I am using the latest version of logstash(7.6.2). I am trying to add two fields based on values in an another field. Find below my sample data with fields TimeStamp, Value and Event. Also, find below my desired output.
Sample Data
18/May/2015:02:05:10 +0000 10 a
18/May/2015:02:05:15 +0000 20 b
18/May/2015:02:05:26 +0000 30 a
18/May/2015:02:05:48 +0000 40 b
18/May/2015:15:05:08 +0000 50 a
18/May/2015:16:05:03 +0000 60 b
Desired Output with extra field
18/May/2015:02:05:10 +0000 10 a
18/May/2015:02:05:15 +0000 20 b 30
18/May/2015:02:05:26 +0000 30 a
18/May/2015:02:05:48 +0000 40 b 70
18/May/2015:15:05:08 +0000 50 a
18/May/2015:16:05:03 +0000 60 b 110
What I was trying to do is to add the field Value based on Event and create a new field for Event=b.

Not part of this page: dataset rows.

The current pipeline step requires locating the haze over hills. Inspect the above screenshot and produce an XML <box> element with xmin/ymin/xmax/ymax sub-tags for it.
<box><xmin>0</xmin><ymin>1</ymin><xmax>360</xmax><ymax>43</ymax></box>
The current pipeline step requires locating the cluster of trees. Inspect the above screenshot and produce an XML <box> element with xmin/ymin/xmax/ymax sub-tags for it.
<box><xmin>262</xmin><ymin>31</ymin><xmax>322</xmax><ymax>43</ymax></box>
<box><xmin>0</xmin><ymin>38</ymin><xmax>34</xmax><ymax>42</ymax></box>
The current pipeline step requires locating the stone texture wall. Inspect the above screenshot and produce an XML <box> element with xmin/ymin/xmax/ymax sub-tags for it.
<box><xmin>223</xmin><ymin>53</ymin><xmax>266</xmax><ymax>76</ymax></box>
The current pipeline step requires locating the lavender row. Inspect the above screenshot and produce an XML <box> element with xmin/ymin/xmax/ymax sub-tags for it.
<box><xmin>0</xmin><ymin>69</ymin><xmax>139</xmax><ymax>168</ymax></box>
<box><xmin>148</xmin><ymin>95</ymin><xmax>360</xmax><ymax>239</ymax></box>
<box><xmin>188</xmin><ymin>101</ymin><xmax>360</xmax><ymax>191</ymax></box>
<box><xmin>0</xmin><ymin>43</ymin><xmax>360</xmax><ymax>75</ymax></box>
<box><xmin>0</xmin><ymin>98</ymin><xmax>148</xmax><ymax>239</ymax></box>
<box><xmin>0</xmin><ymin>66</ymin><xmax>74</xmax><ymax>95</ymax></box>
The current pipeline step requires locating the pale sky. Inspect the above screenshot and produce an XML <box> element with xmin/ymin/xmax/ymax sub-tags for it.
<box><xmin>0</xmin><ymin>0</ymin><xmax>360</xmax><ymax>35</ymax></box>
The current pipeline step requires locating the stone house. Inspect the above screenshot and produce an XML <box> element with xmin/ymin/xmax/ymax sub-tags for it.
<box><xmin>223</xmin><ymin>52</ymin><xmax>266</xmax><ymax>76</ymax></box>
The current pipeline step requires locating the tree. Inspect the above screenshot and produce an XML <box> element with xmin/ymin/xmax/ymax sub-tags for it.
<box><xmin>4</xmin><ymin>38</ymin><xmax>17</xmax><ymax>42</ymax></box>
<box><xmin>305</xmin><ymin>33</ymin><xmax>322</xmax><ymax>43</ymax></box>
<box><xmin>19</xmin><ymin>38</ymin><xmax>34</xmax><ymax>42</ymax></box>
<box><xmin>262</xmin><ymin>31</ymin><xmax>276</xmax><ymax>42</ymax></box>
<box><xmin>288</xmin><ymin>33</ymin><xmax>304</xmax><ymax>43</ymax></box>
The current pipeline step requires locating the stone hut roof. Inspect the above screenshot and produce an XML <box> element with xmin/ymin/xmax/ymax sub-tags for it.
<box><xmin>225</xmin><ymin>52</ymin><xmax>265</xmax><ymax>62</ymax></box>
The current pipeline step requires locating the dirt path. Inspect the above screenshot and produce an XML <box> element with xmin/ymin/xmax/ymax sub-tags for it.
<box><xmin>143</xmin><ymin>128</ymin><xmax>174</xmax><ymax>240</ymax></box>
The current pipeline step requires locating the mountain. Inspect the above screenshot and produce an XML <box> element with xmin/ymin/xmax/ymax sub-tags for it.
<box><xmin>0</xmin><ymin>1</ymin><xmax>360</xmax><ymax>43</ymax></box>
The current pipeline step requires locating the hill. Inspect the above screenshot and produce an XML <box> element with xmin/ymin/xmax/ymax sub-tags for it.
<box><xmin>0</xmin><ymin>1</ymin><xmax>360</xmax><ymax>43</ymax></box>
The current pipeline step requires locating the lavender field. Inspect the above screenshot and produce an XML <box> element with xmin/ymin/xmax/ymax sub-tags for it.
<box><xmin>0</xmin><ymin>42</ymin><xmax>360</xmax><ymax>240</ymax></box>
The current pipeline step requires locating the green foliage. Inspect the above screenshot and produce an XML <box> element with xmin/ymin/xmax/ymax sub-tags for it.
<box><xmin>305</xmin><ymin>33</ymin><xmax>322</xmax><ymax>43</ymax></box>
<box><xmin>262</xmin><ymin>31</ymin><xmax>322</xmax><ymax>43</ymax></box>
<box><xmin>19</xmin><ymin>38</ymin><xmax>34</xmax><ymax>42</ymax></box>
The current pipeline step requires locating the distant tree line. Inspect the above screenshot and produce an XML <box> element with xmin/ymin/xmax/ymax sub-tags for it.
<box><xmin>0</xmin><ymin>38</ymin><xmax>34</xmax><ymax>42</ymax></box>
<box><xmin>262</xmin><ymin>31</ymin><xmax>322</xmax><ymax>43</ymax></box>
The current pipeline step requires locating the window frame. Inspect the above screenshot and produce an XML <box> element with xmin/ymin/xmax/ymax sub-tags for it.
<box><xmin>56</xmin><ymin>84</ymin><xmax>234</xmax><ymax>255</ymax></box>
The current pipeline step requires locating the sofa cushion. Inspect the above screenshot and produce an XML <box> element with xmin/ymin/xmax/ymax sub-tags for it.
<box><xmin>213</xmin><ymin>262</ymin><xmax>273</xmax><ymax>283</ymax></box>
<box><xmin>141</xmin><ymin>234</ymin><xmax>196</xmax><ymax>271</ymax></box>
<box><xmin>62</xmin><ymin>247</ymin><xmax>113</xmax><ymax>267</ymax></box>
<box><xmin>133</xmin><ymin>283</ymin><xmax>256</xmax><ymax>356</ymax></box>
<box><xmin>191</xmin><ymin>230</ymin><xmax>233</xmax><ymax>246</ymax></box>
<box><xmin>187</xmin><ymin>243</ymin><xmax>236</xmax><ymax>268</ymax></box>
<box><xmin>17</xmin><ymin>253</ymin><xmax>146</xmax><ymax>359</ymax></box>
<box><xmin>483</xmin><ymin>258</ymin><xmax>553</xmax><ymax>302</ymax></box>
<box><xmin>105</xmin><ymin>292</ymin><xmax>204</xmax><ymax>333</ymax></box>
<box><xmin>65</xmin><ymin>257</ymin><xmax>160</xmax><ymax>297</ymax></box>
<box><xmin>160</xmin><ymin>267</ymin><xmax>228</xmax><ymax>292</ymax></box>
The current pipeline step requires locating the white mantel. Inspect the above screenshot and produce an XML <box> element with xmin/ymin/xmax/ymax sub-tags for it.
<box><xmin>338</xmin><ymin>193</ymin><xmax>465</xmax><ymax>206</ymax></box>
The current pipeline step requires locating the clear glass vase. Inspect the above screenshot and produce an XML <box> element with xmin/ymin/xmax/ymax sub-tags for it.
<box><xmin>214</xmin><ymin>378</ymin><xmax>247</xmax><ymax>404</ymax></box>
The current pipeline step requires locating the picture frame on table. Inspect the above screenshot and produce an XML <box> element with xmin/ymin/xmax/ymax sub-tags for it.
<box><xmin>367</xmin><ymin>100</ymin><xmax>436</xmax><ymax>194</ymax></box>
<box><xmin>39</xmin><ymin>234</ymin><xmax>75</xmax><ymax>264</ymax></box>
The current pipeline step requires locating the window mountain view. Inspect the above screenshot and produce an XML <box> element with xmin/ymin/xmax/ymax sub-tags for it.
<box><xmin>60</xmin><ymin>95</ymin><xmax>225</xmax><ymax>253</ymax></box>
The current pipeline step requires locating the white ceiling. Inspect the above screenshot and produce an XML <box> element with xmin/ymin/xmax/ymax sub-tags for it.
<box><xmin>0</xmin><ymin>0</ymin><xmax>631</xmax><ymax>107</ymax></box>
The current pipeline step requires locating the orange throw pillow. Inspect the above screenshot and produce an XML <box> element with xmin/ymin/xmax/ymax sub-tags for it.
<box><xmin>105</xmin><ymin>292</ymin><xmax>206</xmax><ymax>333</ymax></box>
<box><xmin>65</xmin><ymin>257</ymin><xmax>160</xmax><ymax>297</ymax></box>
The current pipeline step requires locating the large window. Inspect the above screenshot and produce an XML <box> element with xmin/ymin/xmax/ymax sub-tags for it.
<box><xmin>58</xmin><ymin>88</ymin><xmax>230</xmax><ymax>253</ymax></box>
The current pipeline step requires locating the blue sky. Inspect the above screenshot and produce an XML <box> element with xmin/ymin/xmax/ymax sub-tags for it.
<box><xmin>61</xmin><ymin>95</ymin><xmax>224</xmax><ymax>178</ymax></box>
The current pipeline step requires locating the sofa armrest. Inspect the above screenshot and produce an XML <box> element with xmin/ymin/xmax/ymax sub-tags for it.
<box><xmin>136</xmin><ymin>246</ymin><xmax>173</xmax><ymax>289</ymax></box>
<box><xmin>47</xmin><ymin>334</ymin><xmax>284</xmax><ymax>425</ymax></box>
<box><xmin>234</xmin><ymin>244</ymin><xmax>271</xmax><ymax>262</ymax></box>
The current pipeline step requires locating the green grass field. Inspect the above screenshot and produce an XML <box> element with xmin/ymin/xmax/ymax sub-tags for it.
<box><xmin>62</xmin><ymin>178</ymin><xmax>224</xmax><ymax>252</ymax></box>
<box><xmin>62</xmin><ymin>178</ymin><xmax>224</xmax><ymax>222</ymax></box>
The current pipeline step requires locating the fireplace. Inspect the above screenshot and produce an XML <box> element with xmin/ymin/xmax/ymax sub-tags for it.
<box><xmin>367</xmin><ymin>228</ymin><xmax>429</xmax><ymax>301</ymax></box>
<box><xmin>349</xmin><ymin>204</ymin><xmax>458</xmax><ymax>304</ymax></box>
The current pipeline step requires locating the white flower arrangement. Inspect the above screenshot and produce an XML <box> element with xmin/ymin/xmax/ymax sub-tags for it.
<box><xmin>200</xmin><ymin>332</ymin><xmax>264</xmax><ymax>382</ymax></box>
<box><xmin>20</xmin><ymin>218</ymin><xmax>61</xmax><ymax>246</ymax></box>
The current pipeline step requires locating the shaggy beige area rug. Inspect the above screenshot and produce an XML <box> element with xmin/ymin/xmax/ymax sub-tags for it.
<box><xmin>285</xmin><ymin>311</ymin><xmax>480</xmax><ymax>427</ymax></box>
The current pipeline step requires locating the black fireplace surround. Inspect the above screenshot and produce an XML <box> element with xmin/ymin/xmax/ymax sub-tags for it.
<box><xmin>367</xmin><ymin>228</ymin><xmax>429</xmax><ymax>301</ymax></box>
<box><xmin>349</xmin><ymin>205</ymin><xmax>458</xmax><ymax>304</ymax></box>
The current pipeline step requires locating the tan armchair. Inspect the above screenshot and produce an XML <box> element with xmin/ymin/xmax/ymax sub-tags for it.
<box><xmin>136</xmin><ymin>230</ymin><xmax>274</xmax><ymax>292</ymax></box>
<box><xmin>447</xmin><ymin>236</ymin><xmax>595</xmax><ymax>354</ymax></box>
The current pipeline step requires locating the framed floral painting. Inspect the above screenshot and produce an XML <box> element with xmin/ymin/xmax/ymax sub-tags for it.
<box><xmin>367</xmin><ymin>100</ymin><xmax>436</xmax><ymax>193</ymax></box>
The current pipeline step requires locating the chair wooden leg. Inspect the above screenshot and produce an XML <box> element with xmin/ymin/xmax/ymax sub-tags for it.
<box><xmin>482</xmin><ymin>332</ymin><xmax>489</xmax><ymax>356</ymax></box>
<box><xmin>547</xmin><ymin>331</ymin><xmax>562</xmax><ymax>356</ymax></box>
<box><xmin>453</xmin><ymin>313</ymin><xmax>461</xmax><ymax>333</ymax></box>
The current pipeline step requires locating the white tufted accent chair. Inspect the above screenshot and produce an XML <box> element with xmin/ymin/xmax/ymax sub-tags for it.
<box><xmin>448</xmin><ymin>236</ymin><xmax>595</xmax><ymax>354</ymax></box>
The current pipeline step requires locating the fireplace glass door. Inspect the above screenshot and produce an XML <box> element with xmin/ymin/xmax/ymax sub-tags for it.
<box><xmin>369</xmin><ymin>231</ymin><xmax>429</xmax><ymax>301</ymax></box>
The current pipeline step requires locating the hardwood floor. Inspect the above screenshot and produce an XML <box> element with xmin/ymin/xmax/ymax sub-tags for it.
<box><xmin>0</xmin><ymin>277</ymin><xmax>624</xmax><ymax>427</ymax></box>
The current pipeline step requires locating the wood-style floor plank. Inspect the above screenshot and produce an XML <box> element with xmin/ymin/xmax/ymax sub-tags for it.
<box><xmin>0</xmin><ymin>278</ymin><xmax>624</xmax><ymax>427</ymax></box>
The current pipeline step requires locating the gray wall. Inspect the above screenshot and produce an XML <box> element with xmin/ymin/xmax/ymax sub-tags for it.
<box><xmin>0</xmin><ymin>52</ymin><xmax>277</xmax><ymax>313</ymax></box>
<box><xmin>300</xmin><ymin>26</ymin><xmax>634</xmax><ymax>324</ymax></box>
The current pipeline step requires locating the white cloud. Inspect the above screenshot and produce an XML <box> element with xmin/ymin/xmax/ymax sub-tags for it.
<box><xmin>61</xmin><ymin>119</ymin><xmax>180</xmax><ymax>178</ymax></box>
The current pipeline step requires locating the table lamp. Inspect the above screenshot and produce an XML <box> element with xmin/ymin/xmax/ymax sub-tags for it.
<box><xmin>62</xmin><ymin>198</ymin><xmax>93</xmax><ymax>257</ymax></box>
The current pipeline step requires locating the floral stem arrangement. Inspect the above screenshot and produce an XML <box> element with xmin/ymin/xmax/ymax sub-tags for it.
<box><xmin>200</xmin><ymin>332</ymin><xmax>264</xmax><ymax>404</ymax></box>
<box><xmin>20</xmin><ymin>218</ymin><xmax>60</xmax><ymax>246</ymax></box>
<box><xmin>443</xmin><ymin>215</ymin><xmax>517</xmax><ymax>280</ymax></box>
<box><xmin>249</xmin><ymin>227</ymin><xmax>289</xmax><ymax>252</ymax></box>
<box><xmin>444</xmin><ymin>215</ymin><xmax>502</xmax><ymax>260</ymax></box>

Elapsed filter does something like this but it finds the difference of timestamps. But, what i want is to add Value fields based on Event tags. I tried using aggregate but it requires a unique ID. Is there any way to do this without using ID or creating dynamic IDS?
Any help here is appreciated. Thanks in advance
Found the answer!
Used a Ruby class variable and used it across the events along with an If Else condition.